Al-Qur'an

Dan janganlah kamu mengikuti apa yang kamu tidak mengetahui pengetahuan tentangnya. Sesungguhnya, pendengaran, penglihatan dan hati, semua itu akan diminta pertanggungjawabannya. (QS. Al-Israa' 36)

Kamis, April 05, 2012

Tiga Karakter Harta


Harta merupakan salah satu materi ujian kehidupan. Betapa banyak orang yang terjerumus pada cara-cara yang haram untuk bisa mendapatkan harta sebanyak-banyaknya. Dan tidak sedikit orang yang bergelimang harta, kemudian harta tersebut membawanya pada kehidupan penuh maksiat. Supaya tidak terperdaya harta, maka kita perlu memahami karakternya, yaitu :
1.      Harta sebagai titipan atau amanah Allah.

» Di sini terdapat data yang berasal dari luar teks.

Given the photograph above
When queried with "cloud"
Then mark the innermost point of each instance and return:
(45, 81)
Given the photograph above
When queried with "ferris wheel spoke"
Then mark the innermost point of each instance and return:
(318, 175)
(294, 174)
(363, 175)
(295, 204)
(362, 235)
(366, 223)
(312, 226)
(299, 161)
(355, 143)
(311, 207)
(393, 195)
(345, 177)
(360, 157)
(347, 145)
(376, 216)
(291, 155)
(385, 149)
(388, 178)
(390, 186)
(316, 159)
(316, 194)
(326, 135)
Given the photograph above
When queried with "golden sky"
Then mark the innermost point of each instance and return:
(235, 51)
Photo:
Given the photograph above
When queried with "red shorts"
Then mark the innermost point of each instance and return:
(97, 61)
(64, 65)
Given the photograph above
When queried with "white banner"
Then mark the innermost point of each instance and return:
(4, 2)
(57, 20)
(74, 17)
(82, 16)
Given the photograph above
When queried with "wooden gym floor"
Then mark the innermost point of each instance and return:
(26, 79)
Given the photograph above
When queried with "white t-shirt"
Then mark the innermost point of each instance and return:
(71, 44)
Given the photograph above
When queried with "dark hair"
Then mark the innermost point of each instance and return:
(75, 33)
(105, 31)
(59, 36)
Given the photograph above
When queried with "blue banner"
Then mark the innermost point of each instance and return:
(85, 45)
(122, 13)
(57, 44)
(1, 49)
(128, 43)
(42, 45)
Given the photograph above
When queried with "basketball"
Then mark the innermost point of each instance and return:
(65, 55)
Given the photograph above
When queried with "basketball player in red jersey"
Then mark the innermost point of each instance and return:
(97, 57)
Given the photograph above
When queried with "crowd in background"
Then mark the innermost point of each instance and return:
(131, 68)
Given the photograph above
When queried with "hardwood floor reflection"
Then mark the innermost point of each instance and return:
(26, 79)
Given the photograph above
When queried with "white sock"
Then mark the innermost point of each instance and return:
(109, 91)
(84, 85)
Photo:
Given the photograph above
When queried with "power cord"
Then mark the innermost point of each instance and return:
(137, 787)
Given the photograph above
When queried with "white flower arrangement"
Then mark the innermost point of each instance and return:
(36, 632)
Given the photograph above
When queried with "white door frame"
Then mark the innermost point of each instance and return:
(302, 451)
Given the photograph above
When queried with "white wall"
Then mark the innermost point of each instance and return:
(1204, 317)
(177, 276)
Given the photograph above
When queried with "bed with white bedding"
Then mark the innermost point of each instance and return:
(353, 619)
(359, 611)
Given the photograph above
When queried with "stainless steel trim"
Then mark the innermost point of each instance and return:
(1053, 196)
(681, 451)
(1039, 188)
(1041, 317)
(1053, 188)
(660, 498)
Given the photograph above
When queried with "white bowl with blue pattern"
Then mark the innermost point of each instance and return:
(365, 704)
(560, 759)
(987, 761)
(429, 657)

Kita harus menyadari bahwa apa yang ada pada genggaman kita adalah milik Allah yang dititipkan  dan harus dipertanggung-jawabkan dihadapan-Nya.
“Dan kepunyaan Allah-lah apa yang dilangit dan yang dibumi, dan sungguh Kami telah memerintahkan kepada yang diberi kitab sebelum kamu dan juga kepada kamu; bertaqwalah kepada Allah. Tetapi jika kamu kafir maka ketahuilah, sesungguhnya apa yang dilangit dan apa yang dibumi  hanyalah kepunyaan Allah dan Allah Maha Kaya lagi Maha Terpuji. Dan kepunyaan Allah-lah apa yang dilangit dan dibumi. Cukuplah Allah sebagai pemelihara”. (QS. An Nisa 4: 131-132).


Harta yang dimiliki belum tentu merupakan rezeki, karena rezeki yang sebenarnya adalah makanan yang dimakan, pakaian yang dipakai hingga lapuk, dan harta yang disedekahkan.
Rasulullah Shallallahu ‘alaihi wa sallam bersabda, “ Bermegah-megah telah melalaikan kamu. Pada hari kiamat ada manusia yang berseru, mana hartaku! Mana hartaku!. Padahal kamu tidak memiliki harta kecuali apa yang telah kamu makan, apa yang telah kamu pakai, dan apa yang telah kamu sedekahkan”. (HR. Muslim)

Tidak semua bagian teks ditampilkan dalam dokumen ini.